Bien qu’ « encadrés » des loyers qui empêchent les ménages modestes de se loger à Paris
Dans l’optique, certes peu réaliste, où la mesure d’encadrement des loyers serait respectée par les bailleurs elle pourrait, à terme, remplir son objectif de limitation de la hausse des loyers à Paris grâce aux mesures limitant les possibilités pour les propriétaires d’augmenter un loyer entre deux locataires. Cependant, cette mesure n’a pas, et n’aura jamais, l’objectif de permettre aux personnes et ménages modestes de se loger à Paris et, ainsi, vivre dans la ville où ils travaillent.
Tout d’abord, le « loyer de référence au m² » utilisé dans le cadre de l’encadrement des loyers n’est pas calculé en fonction des possibilités financières des ménages mais à partir des loyers déjà pratiqués dans un secteur donné, selon le nombre de pièces du logement et l’année de construction de l’immeuble. Le loyer de référence au m² est le loyer médian hors charges pratiqué par catégorie de logement et les propriétaires peuvent réglementairement proposer un loyer jusqu’à 20 % au-dessus de ce loyer de référence. Dans un contexte parisien où le déséquilibre de l’offre et de la demande de logement et l’absence de normes imposées aux propriétaires ont tiré les loyers vers le haut, le loyer de référence est loin d’être un loyer abordable.

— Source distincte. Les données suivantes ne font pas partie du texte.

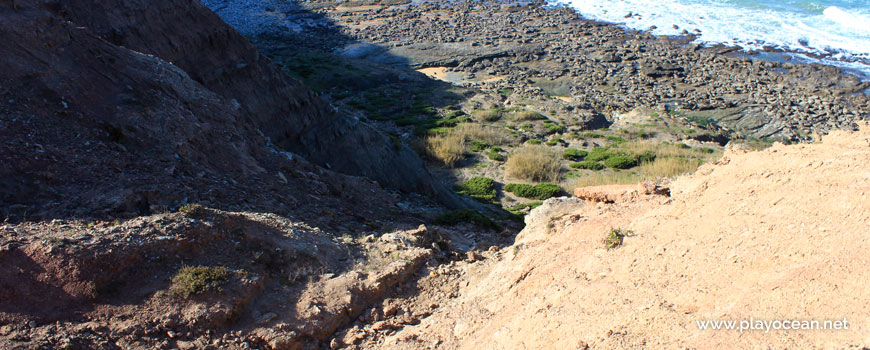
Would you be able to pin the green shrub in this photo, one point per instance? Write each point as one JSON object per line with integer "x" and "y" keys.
{"x": 454, "y": 217}
{"x": 554, "y": 141}
{"x": 574, "y": 154}
{"x": 478, "y": 146}
{"x": 528, "y": 115}
{"x": 615, "y": 237}
{"x": 587, "y": 164}
{"x": 599, "y": 154}
{"x": 620, "y": 162}
{"x": 533, "y": 163}
{"x": 480, "y": 188}
{"x": 645, "y": 156}
{"x": 489, "y": 115}
{"x": 192, "y": 280}
{"x": 553, "y": 128}
{"x": 522, "y": 209}
{"x": 495, "y": 156}
{"x": 192, "y": 209}
{"x": 539, "y": 191}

L’encadrement des loyers ne remet aucunement en cause la logique de marché qui a expulsé les classes populaires et moyennes de Paris.
Si l’on prend en compte les loyers de référence majorés, loyers maximum légaux pour les propriétaires, dans les 6 quartiers les moins chers (sur les 80 du découpage parisien), pour des immeubles construits entre 1971 et 1990, et le fait que les propriétaires exigent des locataires des revenus nets équivalents à 3 fois le montant du loyer charges comprises :
- il est impossible pour une personne seule gagnant 1 500€ nets mensuels de se loger dans un studio non meublé de plus de 18 m² ou dans un studio meublé de plus de 16 m² (en estimant un niveau de charges locatives à 50 € mensuel) ;
- il est impossible pour un couple gagnant 2 500€ nets par mois (un peu plus du SMIC pour deux personnes à temps plein) de louer un T2 de plus de 35 m² par mois non meublés (en estimant un niveau de charges locatives à 80 € mensuel).

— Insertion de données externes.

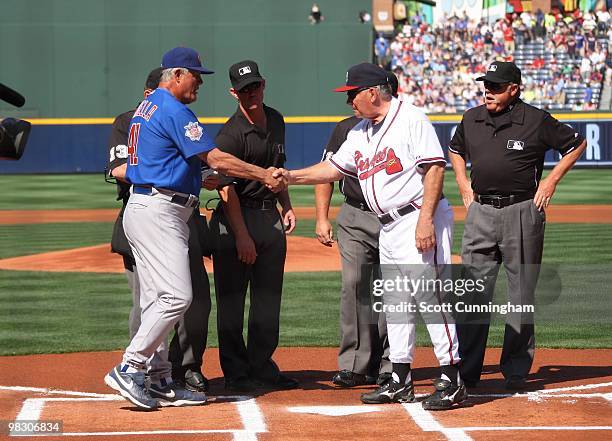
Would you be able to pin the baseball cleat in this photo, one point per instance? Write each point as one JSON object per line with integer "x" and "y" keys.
{"x": 346, "y": 378}
{"x": 445, "y": 396}
{"x": 391, "y": 392}
{"x": 383, "y": 378}
{"x": 194, "y": 381}
{"x": 516, "y": 382}
{"x": 174, "y": 394}
{"x": 131, "y": 386}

Ainsi, même dans les immeubles et quartiers les moins chers, l’encadrement des loyers ne permettra pas aux ménages travaillant à Paris de s’y loger, si tant est que les propriétaires acceptent leurs dossiers.

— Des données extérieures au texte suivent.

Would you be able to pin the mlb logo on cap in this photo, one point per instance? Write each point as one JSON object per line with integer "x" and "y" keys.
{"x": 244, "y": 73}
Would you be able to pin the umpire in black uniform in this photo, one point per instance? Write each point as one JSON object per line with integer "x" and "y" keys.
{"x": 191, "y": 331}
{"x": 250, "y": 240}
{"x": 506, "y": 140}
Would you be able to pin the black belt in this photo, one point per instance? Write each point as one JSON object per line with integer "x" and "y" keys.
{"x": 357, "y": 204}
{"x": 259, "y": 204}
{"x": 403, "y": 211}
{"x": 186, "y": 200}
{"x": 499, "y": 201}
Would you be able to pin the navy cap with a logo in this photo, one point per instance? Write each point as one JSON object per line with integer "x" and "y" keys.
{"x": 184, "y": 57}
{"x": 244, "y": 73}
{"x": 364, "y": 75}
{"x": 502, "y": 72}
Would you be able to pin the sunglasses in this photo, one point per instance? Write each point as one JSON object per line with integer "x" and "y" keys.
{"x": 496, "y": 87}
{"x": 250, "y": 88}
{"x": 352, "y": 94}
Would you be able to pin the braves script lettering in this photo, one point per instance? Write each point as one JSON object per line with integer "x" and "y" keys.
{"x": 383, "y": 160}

Pour faire baisser le coût du logement à Paris et ailleurs et permettre à chacun de se loger il est impératif de faire changer de cap aux politiques du logement. Dans ce cadre, La France insoumise s’est opposée à la loi Elan, qui permet notamment la vente à la découpe du parc locatif social et demande à ce que le gouvernement augmente le budget alloué au logement, plutôt que de le réduire chaque année. Les aides au logement doivent également être revalorisées pour permettre à chacun de se loger dignement. Enfin, pour faire baisser le coût du logement, la France insoumise propose par exemple de réquisitionner les logements vides pour augmenter l’offre de logement et d’allouer les moyens nécessaires à la lutte contre les pratiques illégales des propriétaires voyous.